The presence of inflammatory mediators in the respiratory tract of young children has been associated with significant pulmonary pathology due to various bacterial and viral pathogens. Development of chronic lung disease in preterm infants has been associated with the recovery of Ureaplasma urealyticum (Uu) from the respiratory tract of these infants, suggesting that similar mechanisms may be involved in the pathogenesis of chronic lung disease due to Uu. It has been proposed that Uu can induce an inflammatory response, which ultimately results in lung injury in susceptible preterm infants. However, the pathogenic mechanisms involved in this process remain to be elucidated.

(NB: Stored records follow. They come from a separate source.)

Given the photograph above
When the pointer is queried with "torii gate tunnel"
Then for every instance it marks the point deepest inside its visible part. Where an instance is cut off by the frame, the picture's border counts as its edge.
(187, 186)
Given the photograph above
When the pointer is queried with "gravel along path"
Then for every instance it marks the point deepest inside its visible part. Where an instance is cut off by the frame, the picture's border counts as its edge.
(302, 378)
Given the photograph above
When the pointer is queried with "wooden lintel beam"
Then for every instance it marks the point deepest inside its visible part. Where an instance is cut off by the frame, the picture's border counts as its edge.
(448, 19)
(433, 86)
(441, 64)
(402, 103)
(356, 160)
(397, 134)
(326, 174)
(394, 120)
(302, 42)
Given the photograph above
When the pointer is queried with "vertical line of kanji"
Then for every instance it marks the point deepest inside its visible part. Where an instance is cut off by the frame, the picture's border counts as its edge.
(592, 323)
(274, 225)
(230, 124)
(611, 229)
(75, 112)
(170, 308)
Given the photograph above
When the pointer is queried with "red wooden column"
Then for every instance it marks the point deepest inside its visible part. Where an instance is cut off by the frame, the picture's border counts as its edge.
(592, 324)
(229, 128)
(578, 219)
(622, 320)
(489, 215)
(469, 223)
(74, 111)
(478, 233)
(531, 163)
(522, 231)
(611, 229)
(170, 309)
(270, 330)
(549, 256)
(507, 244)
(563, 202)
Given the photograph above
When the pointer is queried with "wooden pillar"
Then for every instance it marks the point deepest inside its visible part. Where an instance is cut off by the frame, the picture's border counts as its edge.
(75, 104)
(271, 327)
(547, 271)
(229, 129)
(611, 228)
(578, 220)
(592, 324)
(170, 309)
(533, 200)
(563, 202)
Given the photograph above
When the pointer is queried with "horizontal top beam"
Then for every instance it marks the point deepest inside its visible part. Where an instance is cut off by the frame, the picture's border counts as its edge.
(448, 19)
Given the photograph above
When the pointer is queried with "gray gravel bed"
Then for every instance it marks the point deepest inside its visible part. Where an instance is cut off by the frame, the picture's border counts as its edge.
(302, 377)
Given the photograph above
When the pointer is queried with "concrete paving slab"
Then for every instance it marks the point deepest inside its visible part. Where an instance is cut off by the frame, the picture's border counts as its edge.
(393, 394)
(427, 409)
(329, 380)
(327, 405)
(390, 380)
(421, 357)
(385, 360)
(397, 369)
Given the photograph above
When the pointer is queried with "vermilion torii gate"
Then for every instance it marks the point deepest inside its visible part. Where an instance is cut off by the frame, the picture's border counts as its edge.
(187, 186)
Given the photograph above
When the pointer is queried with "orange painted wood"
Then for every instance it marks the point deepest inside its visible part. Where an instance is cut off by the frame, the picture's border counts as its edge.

We obtained endotracheal aspirates (ETA) from 44 intubated preterm infants and performed cultures of the ETA for both Uu and Mycoplasma hominis (Mh). Ten infants had a positive ETA culture; 7 were positive only for Uu, 2 were positive for Uu and Mh, and 1 was positive for only Mh. The infants' mean birth weight was 864 gm (range: 498-1164 gm), and mean gestational age was 26 weeks (range: 24-29 wks). The ETA samples were obtained at a mean age of 9.6 days (range 1-51 days). Eight of 10 infants developed chronic lung disease as defined by oxygen requirement at 28 days of age. The one infant who had only Mh isolated from the ETA culture did not develop chronic lung disease. We measured IL-6 and RANTES from these culture-positive ETA specimens. We were able to detect IL-6 in all the ETA samples from these infants with the mean concentration of 4891 pg/mL (range: 92 - 19080 pg/mL). RANTES was detected in 7 out of 10 ETA samples with a mean concentration of 90 pg/mL (range: 4 - 435 pg/mL). In the infant positive for Mh alone, the ETA concentration of IL-6 was 8068 pg/mL and that of RANTES was 354 pg/mL.

We conclude that the presence of Uu in the lower respiratory tract of preterm infants can elicit inflammatory mediators that may contribute to the development of chronic lung disease. This suggests a potential role for immunomodulatory therapy in infants with chronic lung disease who are colonized with Uu.